NEW TAMPA — Free is usually not a word associated with a fairly new film, especially one that received high marks by the movie industry and has tugged at the hearts of millions of moviegoers, young and old.
But that is exactly what will take place Sunday on the soccer field at Benito Middle School, 10101 Cross Creek Blvd.
Outreach Assisting Students in Schools will present Sunset at the OASIS, a complimentary family movie night featuring the popular “Dolphin Tale,” a true story about Winter the dolphin who, unlike any other known marine mammal of her kind, lives life with a prosthetic tail. Her original tail required amputation after being severely damaged when she became entangled in a rope attached to a crab trap off the Florida coast.
The carnival-like movie night also will include games, food for sale and a visit from Winter’s caretakers from her home at the Clearwater Marine Aquarium, who will show and answer questions about the dolphin’s famous tail.
The event will unfold at 4:30 p.m. and the movie presentation will begin at 5:45 p.m. Children younger than 16 must be accompanied by an adult.
All that is asked of attendees is that they bring either a new or gently used clothing item or make a monetary donation to OASIS, a volunteer-driven nonprofit organization that provides clothes and other basic necessities to needy students in Hillsborough County public schools.
That’s because the bigger picture in all of this involves another real-life scenario.

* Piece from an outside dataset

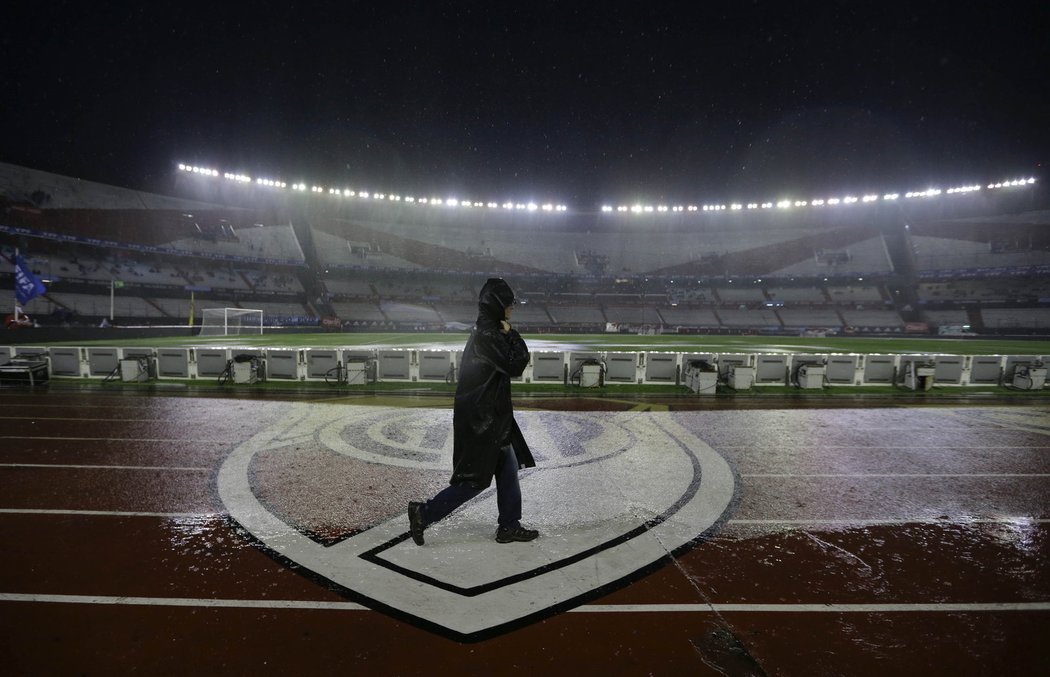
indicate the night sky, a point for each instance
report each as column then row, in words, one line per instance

Close to 60 percent of students in these schools live in poverty, according to Ginger Bean, OASIS Network of New Tampa executive director.
That equates to more than 114,000 youngsters, many who come to school in ill-fitting and badly worn clothing, shoes that are too small, and without personal hygiene necessities in their homes.

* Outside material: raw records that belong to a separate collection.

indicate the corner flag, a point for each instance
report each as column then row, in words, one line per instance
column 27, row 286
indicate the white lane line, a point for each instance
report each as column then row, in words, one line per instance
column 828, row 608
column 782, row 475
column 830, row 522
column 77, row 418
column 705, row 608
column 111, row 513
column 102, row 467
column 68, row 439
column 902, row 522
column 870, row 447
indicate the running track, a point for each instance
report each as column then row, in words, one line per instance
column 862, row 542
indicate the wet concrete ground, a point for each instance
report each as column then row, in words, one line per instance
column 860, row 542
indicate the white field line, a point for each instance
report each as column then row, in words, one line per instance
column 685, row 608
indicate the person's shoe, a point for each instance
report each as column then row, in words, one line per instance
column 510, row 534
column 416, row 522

To help counter the crisis, OASIS volunteers collect, sort and channel specific items of need from their undisclosed sites in New Tampa and South Tampa to youngsters by way of social workers assigned to each of the 240 schools the organization serves.

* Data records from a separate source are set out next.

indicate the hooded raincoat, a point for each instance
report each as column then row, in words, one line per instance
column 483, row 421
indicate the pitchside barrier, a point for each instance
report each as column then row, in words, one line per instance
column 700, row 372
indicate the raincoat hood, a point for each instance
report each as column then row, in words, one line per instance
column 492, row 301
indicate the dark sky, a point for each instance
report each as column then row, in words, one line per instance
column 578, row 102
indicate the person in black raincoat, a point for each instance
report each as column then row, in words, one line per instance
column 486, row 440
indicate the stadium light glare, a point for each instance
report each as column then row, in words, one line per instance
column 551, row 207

The OASIS location in East Tampa is not a collection site but does store and provide provisions for youngsters attending schools nearby.
“Being dressed appropriately helps their self-esteem, behavior and even attendance and academic progress,” said social worker Harriet Bennett, who serves students at the North Tampa Alternative School and frequently picks up items from the New Tampa facility.
The sites stock infant through adult clothing; sizes for both males and females are needed as some schools have day care centers, Bean noted.
Cash contributions are used to purchase school uniforms, socks and underwear, shoes and toiletries.
“We have wonderful volunteers who make it all happen,” said Bean, noting OASIS receives no government funding.
Hunter’s Green resident Allen Guy is among them. He helps transport clothing and bulk orders of toiletries to the New Tampa location.
“This is such a worthwhile, grassroots organization and the school system really appreciates what OASIS does for the needy children in the county,” Guy said.
Donna Linsky, a Tampa Palms resident, has been an OASIS volunteer for about 10 years. She learned of the opportunity through the Tampa Palms Women’s Club, of which she is a member.
“I am still amazed at how, through efficiency and frugality, such a small organization manages each year to help thousands of needy children in Hillsborough County,” said Linsky, noting that any of the clothing items not suitable for students are sold to a recycler for cash which, in turn, is used to buy school uniforms and toiletries.
“Hardly anything that comes to OASIS goes to waste,” she said.
Former OASIS chairman of the board Leslie Farrell calls it a “wonderful charity.”
“It really helps the children, many of whom wouldn’t attend school otherwise,” she said.
OASIS drop-off bins are located throughout the county.